Cities are avian killing fields

The sleek glassy aesthetic of modern cities has proven to be a fatal kind of urban wilderness for birds, which have a hard time distinguishing between safe open sky and reflective glass. Migratory songbirds unfamiliar with local settings are especially at risk. (Birds that have adapted to urban settings, like pigeons and gulls, rarely crash into buildings.)

Photo credit: Ian Williams for The New York Times

A recent article in the New York Times highlights the problem in Toronto, which is considered "a top contender for the title" of "the world’s most deadly cities for migratory birds."

It is hardly a small problem. The article states that the founder of a Toronto non-profit, the Fatal Light Awareness Program (FLAP), which rescues injured birds and cleans up carcasses, "once single-handedly recovered about 500 dead birds in one morning."

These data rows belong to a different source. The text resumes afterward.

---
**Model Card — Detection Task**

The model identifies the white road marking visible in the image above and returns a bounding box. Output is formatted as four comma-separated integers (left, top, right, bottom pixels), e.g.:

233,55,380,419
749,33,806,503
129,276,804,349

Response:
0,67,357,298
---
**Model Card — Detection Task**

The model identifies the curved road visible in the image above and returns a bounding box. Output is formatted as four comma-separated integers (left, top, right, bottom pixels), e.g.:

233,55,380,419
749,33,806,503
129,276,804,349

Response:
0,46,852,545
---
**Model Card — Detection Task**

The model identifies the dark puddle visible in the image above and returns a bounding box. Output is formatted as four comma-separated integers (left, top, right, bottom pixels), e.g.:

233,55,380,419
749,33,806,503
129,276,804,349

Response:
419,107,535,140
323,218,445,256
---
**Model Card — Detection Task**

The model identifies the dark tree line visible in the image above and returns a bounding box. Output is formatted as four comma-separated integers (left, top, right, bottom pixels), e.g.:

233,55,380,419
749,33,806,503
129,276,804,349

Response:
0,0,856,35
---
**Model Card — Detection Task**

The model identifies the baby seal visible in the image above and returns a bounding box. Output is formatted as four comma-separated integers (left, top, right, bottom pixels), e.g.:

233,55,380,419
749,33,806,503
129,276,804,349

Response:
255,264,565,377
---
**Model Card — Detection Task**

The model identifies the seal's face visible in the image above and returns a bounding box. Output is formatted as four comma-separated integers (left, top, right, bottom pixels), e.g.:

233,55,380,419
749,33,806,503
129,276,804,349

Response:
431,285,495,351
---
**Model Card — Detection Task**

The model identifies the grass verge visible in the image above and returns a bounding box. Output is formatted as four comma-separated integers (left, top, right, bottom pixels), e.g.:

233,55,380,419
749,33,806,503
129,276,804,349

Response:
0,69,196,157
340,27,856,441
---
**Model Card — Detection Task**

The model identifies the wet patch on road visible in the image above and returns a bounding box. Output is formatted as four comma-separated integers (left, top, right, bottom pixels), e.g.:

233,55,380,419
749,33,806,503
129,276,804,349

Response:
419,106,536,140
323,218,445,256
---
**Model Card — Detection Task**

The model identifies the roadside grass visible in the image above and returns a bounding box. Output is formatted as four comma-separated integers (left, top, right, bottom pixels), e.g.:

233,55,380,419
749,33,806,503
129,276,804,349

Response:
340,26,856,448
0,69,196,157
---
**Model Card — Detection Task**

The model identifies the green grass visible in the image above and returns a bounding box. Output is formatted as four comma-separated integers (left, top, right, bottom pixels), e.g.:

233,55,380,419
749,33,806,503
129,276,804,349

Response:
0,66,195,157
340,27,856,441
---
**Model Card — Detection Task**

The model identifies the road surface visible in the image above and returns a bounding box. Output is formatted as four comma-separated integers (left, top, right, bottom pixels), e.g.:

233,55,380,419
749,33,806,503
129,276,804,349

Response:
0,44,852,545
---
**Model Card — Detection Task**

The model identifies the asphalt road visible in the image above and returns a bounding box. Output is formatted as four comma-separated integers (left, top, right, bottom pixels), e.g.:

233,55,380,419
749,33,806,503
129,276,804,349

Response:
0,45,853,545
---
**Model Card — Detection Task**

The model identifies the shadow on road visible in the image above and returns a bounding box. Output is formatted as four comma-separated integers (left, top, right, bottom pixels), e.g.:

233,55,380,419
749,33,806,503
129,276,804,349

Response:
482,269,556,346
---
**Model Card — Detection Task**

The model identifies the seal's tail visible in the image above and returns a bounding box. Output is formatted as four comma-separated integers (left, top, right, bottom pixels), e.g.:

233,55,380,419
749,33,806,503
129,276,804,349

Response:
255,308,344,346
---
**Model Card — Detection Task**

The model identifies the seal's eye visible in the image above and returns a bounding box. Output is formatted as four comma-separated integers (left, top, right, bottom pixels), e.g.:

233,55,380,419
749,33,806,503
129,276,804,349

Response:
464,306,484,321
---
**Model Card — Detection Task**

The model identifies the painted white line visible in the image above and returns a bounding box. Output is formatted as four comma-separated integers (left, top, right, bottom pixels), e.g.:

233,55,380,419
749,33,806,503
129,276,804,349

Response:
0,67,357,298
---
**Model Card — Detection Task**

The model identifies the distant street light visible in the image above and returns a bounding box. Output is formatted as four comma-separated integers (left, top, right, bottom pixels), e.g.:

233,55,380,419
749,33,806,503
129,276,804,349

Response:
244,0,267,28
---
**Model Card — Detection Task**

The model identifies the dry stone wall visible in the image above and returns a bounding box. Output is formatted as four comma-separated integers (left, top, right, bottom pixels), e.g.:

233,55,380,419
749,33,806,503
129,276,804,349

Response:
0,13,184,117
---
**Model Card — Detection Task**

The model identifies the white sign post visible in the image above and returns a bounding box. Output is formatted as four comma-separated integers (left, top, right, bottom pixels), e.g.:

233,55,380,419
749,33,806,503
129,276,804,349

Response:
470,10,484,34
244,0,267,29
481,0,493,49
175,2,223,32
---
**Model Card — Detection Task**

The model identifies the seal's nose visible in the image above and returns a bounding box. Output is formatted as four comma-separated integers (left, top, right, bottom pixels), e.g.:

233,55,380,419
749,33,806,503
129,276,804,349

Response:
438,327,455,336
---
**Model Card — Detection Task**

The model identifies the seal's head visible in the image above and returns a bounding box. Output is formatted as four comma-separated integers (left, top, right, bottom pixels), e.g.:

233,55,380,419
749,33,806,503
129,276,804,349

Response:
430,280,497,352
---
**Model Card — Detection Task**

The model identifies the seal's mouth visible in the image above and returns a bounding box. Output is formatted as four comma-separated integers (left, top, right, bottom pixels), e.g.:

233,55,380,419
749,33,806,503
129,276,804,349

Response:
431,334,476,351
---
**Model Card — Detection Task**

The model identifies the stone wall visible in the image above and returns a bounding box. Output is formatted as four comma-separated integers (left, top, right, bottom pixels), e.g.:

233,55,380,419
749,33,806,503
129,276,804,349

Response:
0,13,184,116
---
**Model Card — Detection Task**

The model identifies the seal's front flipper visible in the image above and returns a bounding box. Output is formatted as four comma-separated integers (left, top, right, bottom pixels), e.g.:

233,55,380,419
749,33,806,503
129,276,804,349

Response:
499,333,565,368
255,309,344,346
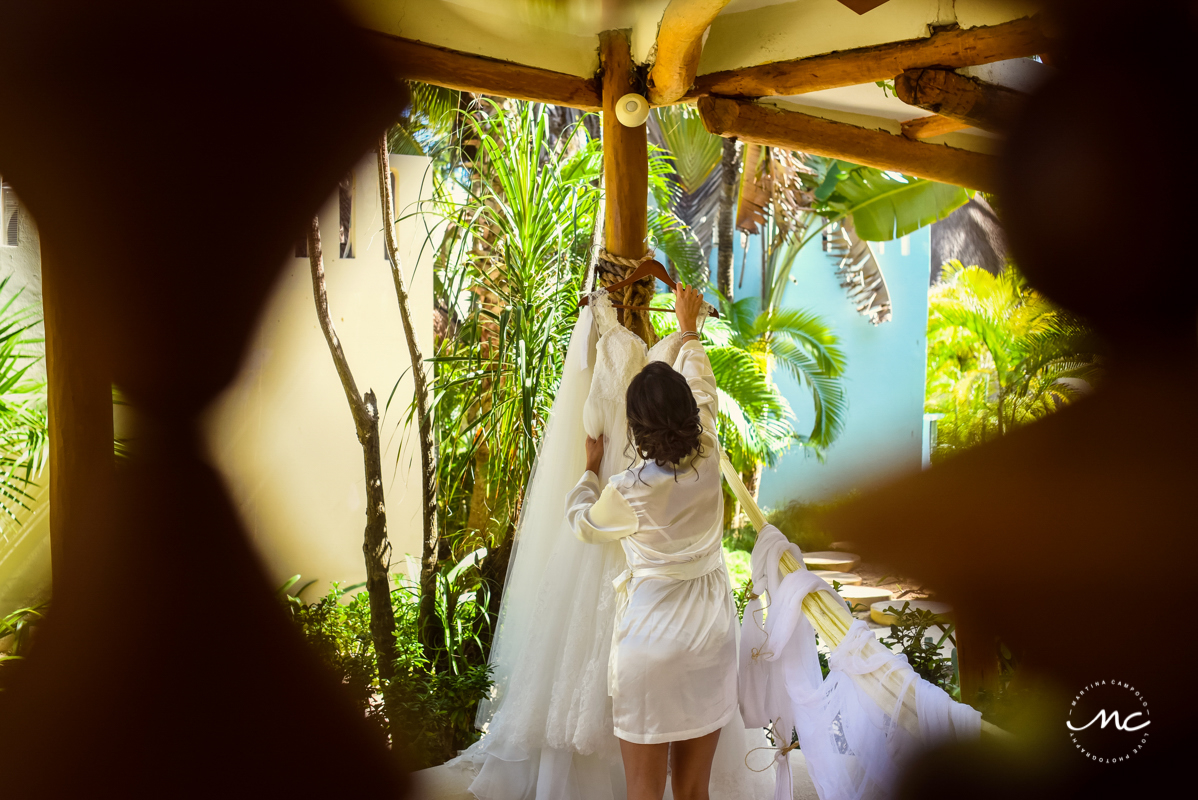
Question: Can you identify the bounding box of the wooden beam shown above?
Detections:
[649,0,728,105]
[364,30,603,111]
[698,97,997,192]
[41,234,115,577]
[895,69,1024,133]
[688,17,1049,97]
[840,0,890,14]
[902,114,969,139]
[599,31,657,345]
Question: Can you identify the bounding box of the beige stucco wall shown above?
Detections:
[207,154,432,599]
[0,154,432,613]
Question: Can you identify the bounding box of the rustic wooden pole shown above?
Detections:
[902,114,969,140]
[895,69,1024,133]
[599,31,657,345]
[41,232,114,574]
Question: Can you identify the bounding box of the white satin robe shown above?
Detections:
[565,341,738,744]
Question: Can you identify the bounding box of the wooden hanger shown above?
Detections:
[579,259,720,320]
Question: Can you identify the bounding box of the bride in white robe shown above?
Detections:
[450,290,773,800]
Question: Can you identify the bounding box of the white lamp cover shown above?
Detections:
[616,93,649,128]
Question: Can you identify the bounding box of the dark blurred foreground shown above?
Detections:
[0,0,1198,799]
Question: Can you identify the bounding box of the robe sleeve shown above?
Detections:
[673,339,719,447]
[565,469,639,545]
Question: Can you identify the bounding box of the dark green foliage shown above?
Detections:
[0,600,49,692]
[881,602,961,699]
[732,580,752,622]
[767,495,854,553]
[279,568,491,769]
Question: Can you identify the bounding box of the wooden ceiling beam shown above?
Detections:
[365,31,603,111]
[649,0,728,105]
[895,69,1024,133]
[686,17,1049,97]
[902,114,969,139]
[698,97,997,192]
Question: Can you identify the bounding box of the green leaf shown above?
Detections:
[821,162,973,242]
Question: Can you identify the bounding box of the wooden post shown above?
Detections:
[41,235,114,574]
[599,31,657,345]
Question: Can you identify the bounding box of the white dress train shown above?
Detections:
[447,290,773,800]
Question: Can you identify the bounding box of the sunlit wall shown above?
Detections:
[204,154,432,600]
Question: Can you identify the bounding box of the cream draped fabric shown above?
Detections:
[567,341,737,744]
[739,525,981,800]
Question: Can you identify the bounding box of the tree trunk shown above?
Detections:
[308,217,395,680]
[379,134,441,663]
[716,139,740,301]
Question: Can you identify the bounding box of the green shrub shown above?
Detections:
[0,600,49,692]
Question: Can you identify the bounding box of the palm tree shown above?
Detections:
[420,101,603,662]
[927,261,1102,450]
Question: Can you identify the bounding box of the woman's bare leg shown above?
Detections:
[666,731,720,800]
[619,739,670,800]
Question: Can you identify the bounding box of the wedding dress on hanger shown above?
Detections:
[449,290,773,800]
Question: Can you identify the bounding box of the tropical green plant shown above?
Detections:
[277,559,491,769]
[766,493,855,553]
[0,275,49,522]
[0,600,49,692]
[926,261,1102,459]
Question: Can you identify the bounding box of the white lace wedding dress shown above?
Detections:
[449,290,773,800]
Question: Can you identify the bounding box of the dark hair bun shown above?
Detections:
[625,362,703,467]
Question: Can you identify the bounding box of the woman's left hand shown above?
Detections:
[587,436,607,475]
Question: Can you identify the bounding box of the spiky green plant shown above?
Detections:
[926,261,1102,457]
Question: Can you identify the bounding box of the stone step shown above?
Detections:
[840,586,894,611]
[811,569,861,586]
[872,598,952,625]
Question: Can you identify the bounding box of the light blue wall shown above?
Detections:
[713,228,931,508]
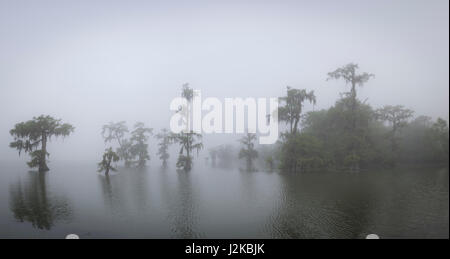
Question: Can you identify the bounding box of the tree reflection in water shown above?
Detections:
[10,171,72,230]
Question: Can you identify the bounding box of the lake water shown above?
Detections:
[0,161,449,238]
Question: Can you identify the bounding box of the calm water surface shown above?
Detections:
[0,162,449,238]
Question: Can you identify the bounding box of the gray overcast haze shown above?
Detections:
[0,0,449,161]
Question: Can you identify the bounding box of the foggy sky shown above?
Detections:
[0,0,449,162]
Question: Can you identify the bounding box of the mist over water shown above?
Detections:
[0,0,449,238]
[0,164,449,238]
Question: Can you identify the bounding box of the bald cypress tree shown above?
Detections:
[9,115,75,172]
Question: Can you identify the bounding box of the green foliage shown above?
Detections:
[280,133,327,172]
[102,121,153,167]
[278,86,316,134]
[98,148,120,174]
[170,132,203,172]
[129,122,153,167]
[239,133,258,171]
[9,115,75,171]
[376,105,414,152]
[156,129,172,166]
[327,63,375,99]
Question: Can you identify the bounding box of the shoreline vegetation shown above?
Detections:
[10,63,449,174]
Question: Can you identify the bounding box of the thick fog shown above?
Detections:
[0,0,449,162]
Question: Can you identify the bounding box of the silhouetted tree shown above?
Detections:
[171,132,203,172]
[376,105,414,152]
[327,63,375,171]
[239,133,258,171]
[102,121,133,167]
[278,86,316,134]
[9,115,75,172]
[98,147,120,175]
[130,122,153,168]
[156,129,172,166]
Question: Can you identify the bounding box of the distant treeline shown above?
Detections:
[210,64,449,172]
[10,63,449,174]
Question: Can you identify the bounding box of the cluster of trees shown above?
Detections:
[276,64,449,172]
[9,115,75,172]
[99,84,203,174]
[10,63,449,174]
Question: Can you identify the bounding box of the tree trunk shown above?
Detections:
[39,133,49,172]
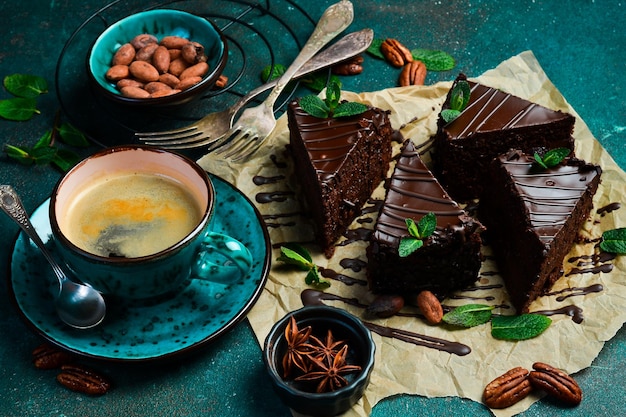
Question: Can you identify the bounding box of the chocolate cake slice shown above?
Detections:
[433,74,575,201]
[287,101,393,257]
[479,150,601,313]
[367,139,483,296]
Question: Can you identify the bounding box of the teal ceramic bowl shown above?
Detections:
[87,9,228,107]
[263,305,376,417]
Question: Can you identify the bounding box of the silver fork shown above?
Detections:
[209,0,354,161]
[135,29,374,149]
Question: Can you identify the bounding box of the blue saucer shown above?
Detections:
[9,175,271,361]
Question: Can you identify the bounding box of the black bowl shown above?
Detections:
[263,306,376,416]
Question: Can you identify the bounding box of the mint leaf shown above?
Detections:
[4,74,48,98]
[450,80,471,112]
[367,39,385,59]
[333,101,367,117]
[600,227,626,254]
[534,148,571,169]
[0,97,39,122]
[277,243,330,288]
[300,95,330,119]
[277,243,314,270]
[261,64,287,83]
[491,314,552,340]
[410,46,456,71]
[4,145,35,165]
[398,236,424,258]
[324,79,341,114]
[534,152,548,169]
[442,304,493,327]
[441,109,461,123]
[398,212,437,258]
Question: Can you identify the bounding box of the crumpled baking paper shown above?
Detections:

Toronto may hold the dubious if unofficial honor of heavyweight champion when it comes to killing birds, but it is hardly unique. The website of the Wisconsin Bird Conservation Initiative states, "It is estimated that between 100,000,000 and 1 billion birds are killed annually in North America by collisions with buildings – primarily by collisions with windows.  Of all birds that collide with window glass, more than 50% of these experience head injuries and die outright.  An additional unknown number receive injuries that may lead eventually to death."

If it were common knowledge that we kill nearly a billion birds each year, wouldn't we do something about it?

In Milwaukee, a group called "Wings" (for Wisconsin Night Guardians for Songbirds) does work similar to FLAP in Toronto. Wings is a program of the Wisconsin Humane Society. The program depends on volunteers. Check out their website to see how you can help.

But the only sustainable solution to the problem lies in the buildings themselves. According to the Times article, public policies, new building codes, and retrofitting existing reflective glass windows are just beginning to catch up with this reality.